Implementation:Tensorflow Serving Tfrt Predict Util
| Knowledge Sources | |
|---|---|
| Domains | Model Serving, Prediction |
| Last Updated | 2026-02-13 00:00 GMT |
Overview
Implements TFRT-based prediction with support for output filtering, tensor serialization options, and custom thread pool configuration.
Description
The TFRT Predict Util module provides the primary predict execution path for TFRT SavedModels. It exposes two versions of RunPredict: an internal version that accepts a PredictResponseTensorSerializationOption (kAsProtoField or kAsProtoContent) and a public version that defaults to kAsProtoField for backward compatibility.
The implementation takes two distinct code paths based on whether output filtering is needed. When no output filter is specified (or the filter matches all outputs), it uses the optimized PreProcessPredictionWithoutOutputFilter path that validates inputs against function metadata, handles default input values, checks data types, and invokes the model via SavedModel::Run. When an output filter is specified that selects a subset of outputs, it falls back to RunByTensorNames which uses the MetaGraphDef signature definitions for tensor name resolution, enabling lazy initialization of optimized subgraphs.

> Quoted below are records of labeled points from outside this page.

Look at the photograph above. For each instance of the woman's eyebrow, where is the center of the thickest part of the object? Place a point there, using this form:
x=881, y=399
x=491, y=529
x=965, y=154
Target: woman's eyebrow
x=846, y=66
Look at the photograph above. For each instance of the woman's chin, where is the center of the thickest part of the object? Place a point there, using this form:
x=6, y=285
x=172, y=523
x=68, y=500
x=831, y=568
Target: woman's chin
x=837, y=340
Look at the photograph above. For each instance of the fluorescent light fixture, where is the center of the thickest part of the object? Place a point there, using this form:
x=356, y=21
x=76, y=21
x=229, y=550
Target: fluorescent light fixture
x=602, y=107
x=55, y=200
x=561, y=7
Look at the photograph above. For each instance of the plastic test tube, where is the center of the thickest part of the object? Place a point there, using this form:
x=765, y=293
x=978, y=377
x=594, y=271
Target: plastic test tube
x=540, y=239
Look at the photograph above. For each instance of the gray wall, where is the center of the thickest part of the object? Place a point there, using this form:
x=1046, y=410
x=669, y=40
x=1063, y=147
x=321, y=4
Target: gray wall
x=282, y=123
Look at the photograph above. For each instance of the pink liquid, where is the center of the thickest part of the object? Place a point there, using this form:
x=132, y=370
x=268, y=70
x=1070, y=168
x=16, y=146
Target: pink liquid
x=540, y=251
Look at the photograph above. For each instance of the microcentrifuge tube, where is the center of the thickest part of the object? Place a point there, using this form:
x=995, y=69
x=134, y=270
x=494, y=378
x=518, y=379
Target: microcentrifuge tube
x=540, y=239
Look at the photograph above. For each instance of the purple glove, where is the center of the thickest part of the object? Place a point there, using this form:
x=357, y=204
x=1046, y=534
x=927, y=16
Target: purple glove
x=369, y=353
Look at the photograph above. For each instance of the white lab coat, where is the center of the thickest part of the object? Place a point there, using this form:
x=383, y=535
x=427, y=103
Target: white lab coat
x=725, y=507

The module also supports custom thread pool options via TfThreadPoolWorkQueue when an inter-op thread pool is provided, and records runtime latency metrics for monitoring. Post-processing serializes output tensors into the PredictResponse using the specified serialization option, applying the output filter when present.
Usage
Use this module for predict requests through the TFRT runtime. It is the core predict function called by TfrtSavedModelServable::Predict and during model warmup. The internal variant is used when tensor serialization format control is needed (e.g., kAsProtoContent for bandwidth optimization).
Code Reference
Source Location
- Repository: Tensorflow_Serving
- Files:
tensorflow_serving/servables/tensorflow/tfrt_predict_util.h(lines 1-57)tensorflow_serving/servables/tensorflow/tfrt_predict_util.cc(lines 1-283)
Signature
namespace internal {
Status RunPredict(
const tfrt::SavedModel::RunOptions& run_options,
const absl::optional<int64_t>& servable_version,
const PredictResponseTensorSerializationOption tensor_serialization_option,
tfrt::SavedModel* saved_model, const PredictRequest& request,
PredictResponse* response,
const thread::ThreadPoolOptions& thread_pool_options =
thread::ThreadPoolOptions());
} // namespace internal
Status RunPredict(const tfrt::SavedModel::RunOptions& run_options,
const absl::optional<int64_t>& servable_version,
tfrt::SavedModel* saved_model, const PredictRequest& request,
PredictResponse* response,
const thread::ThreadPoolOptions& thread_pool_options =
thread::ThreadPoolOptions());
Import
#include "tensorflow_serving/servables/tensorflow/tfrt_predict_util.h"
I/O Contract
Inputs
| Name | Type | Required | Description |
|---|---|---|---|
| run_options | tfrt::SavedModel::RunOptions |
Yes | Runtime options including deadline and validation settings |
| servable_version | absl::optional<int64_t> |
No | Version to set in the response ModelSpec |
| saved_model | tfrt::SavedModel* |
Yes | Loaded TFRT SavedModel |
| request | PredictRequest |
Yes | Predict request with model_spec, input tensors map, and optional output_filter |
| thread_pool_options | thread::ThreadPoolOptions |
No | Optional custom thread pools for inter/intra-op parallelism |
Outputs
| Name | Type | Description |
|---|---|---|
| response | PredictResponse* |
Populated response with model_spec and output tensors map |
| return | Status |
OK on success; FailedPrecondition if function not found; InvalidArgument for missing/mistyped inputs or invalid output_filter |
Usage Examples
Basic Predict Call
tfrt::SavedModel::RunOptions run_options;
PredictRequest request;
request.mutable_model_spec()->set_name("my_model");
(*request.mutable_inputs())["input"].CopyFrom(input_tensor_proto);
PredictResponse response;
Status status = RunPredict(run_options, /*servable_version=*/1,
saved_model, request, &response);